Single by Peso Pluma and Jasiel Nuñez

from the album Génesis
- Language: Spanish
- Released: 20 April 2023
- Genre: Regional Mexican; corridos tumbados;
- Length: 3:24
- Label: Double P; Prajin Parlay;
- Songwriter: Jasiel Nuñez
- Producers: Nuñez; Peso Pluma; George Prajin; Ernesto Fernandez; Roberto "Tito" Laija; Jesús Iván Leal;

Peso Pluma singles chronology
| "El Tsurito" (2023) | "Rosa Pastel" (2023) | "77" (2023) |

Jasiel Nuñez singles chronology
| "Vibras" (2023) | "Rosa Pastel" (2023) | "Epa" (2023) |

Music video
- "Rosa Pastel" on YouTube

= Rosa Pastel (Peso Pluma and Jasiel Nuñez song) =

"Rosa Pastel" is a song performed by Mexican corridos singer and rapper Peso Pluma and Mexican singer Jasiel Nuñez. It was released on 20 April 2023, as the lead single for Peso Pluma's album Génesis. The song was written and produced by Jasiel Nuñez; it was also produced by Peso Pluma, George Prajin, Ernesto Fernandez, Roberto "Tito" Laija, and Jesús Iván Leal.

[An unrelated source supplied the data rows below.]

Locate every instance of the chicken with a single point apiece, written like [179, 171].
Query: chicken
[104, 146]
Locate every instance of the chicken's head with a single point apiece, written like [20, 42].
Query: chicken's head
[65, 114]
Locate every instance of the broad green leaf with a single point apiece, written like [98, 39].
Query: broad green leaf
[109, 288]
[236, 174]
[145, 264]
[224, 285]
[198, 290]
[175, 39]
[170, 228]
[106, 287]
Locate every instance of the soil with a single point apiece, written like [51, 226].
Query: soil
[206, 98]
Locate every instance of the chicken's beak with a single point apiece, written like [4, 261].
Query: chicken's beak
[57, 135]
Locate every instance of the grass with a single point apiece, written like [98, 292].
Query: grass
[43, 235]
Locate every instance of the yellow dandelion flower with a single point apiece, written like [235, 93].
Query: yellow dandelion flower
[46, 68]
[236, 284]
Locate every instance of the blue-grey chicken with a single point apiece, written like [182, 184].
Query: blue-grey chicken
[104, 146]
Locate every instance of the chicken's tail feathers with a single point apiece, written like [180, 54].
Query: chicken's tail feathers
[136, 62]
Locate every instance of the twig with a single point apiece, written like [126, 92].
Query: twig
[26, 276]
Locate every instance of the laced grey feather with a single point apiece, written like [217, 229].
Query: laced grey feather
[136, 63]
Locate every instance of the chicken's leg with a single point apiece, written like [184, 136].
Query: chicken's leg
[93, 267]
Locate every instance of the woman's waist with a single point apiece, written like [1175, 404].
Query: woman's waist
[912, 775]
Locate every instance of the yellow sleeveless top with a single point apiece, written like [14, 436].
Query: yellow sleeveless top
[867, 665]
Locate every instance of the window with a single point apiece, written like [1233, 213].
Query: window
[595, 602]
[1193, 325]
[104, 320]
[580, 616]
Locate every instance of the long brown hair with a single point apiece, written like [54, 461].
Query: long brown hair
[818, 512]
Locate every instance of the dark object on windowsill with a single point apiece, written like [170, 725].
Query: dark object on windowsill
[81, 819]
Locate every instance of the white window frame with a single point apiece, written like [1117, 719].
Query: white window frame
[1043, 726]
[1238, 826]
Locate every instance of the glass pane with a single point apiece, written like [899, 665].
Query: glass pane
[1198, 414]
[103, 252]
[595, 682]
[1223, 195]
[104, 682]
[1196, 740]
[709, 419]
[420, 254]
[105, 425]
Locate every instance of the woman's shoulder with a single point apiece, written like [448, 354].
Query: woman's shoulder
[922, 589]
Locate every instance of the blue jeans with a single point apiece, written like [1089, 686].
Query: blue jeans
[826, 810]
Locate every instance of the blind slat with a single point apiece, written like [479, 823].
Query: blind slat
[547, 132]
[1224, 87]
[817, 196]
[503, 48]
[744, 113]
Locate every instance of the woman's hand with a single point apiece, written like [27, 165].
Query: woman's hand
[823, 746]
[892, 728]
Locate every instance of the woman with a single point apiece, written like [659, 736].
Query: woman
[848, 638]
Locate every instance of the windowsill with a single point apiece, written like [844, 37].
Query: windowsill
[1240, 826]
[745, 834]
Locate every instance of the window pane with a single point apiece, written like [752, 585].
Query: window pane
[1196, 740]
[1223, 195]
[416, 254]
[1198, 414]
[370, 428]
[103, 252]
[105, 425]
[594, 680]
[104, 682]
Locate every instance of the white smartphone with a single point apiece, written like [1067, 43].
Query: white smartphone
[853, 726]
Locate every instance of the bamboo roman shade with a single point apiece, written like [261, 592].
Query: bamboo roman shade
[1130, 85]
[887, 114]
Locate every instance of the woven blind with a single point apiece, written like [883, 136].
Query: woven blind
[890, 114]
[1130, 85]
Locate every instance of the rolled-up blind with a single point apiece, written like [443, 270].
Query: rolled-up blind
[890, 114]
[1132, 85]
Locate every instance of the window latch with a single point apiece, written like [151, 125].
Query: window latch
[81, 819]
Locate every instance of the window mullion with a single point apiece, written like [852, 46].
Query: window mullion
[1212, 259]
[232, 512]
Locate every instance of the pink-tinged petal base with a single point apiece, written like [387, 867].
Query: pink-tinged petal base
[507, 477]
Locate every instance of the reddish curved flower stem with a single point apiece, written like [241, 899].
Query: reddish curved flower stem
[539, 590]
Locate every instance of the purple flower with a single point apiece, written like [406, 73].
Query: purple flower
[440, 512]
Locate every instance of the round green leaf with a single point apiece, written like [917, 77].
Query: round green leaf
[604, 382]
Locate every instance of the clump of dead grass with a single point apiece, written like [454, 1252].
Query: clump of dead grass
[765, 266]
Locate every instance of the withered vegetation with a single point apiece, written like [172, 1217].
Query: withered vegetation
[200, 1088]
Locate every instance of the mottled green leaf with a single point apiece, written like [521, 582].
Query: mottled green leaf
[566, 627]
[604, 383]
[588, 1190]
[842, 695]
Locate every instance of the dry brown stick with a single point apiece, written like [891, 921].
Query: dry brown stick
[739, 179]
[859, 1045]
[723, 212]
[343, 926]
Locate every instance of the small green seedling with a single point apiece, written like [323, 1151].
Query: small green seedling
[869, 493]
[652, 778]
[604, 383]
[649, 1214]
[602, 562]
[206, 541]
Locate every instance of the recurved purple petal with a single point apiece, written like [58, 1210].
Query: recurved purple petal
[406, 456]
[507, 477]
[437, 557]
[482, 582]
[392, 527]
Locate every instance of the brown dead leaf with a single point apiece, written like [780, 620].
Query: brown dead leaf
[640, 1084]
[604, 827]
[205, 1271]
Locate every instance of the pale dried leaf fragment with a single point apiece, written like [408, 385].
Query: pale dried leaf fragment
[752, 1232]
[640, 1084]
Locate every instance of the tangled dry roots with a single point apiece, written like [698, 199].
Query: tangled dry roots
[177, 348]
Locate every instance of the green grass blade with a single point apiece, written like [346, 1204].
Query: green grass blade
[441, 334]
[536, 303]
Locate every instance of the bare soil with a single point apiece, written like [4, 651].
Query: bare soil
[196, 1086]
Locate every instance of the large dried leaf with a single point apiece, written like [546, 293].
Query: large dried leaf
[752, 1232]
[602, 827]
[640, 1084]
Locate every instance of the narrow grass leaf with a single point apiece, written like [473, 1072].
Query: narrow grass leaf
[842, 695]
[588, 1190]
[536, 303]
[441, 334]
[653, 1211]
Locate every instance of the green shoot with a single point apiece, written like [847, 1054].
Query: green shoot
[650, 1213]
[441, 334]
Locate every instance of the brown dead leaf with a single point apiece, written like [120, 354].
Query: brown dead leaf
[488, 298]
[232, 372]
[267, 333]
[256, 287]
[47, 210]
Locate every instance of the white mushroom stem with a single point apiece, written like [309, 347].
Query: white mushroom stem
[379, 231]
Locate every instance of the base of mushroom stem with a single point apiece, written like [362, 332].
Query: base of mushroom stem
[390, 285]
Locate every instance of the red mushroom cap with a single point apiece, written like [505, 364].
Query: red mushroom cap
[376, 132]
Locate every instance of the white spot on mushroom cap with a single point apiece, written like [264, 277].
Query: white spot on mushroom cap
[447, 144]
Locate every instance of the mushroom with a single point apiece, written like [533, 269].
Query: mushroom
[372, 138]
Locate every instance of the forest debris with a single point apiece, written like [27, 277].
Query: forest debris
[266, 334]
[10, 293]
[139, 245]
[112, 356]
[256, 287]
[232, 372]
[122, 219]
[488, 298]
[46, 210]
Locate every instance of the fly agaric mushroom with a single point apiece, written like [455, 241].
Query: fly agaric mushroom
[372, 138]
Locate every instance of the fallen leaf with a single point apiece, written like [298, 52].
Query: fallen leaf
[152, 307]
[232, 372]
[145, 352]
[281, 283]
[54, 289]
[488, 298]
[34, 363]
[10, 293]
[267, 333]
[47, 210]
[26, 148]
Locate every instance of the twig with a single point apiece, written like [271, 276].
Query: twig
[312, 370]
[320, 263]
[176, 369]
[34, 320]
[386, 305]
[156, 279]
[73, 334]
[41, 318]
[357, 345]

== Background and release ==
A week before the release of "Rosa Pastel", Peso Pluma and Eslabon Armado "made history" as their song "Ella Baila Sola" had charted on the Billboard Hot 100, reaching the top 10 and marking the first time a regional Mexican song had appeared in the region.

The release of "Rosa Pastel", along with its accompanying music video, marked the official launch of Peso Pluma's record label, Double P Records, in partnership with the Prajin Parlay label. Jasiel Nuñez, Peso Pluma's cousin Tito Laija, known as Tito Double P, and Raul Vega were the first artists signed into the label. The song is also the first release under the label.

The song would appear on Peso Pluma's album Génesis, as the first track on the album.

== Lyrics ==
The song's lyrics are about the use of drugs, life struggles, and achieving fame. In the line "En mi cabeza siempre mi papá / Saludos pal boss que está junto a Dios," Peso Pluma looks back on his dad, about his recent success. The song title "Rosa Pastel" is a reference to pink cocaine and is referenced in the following lyrics: "Como se dice: "mijo hagale pues" / Ahí va una onza de Rosa Pastel / Pa’ que sepan que ya me enloqué."

== Chart performance ==
"Rosa Pastel" debuted at number 93 on the Billboard Hot 100 and number 123 on the Billboard Global 200. It also debuted on number 19 and number 20 on Mexico Songs and Hot Latin Songs, respectively.

== Charts ==

Chart performance for "Rosa Pastel"
| Chart (2023) | Peak position |
|---|---|
| Global 200 (Billboard) | 123 |
| Mexico (Billboard) | 19 |
| US Billboard Hot 100 | 93 |
| US Hot Latin Songs (Billboard) | 20 |

==Certifications==

Certifications for "Rosa Pastel"
| Region | Certification | Certified units/sales |
| Mexico (AMPROFON) | Diamond+Platinum+Gold | 910,000^{‡} |
| United States (RIAA) | 11× Platinum (Latin) | 660,000^{‡} |
^{‡} Sales+streaming figures based on certification alone.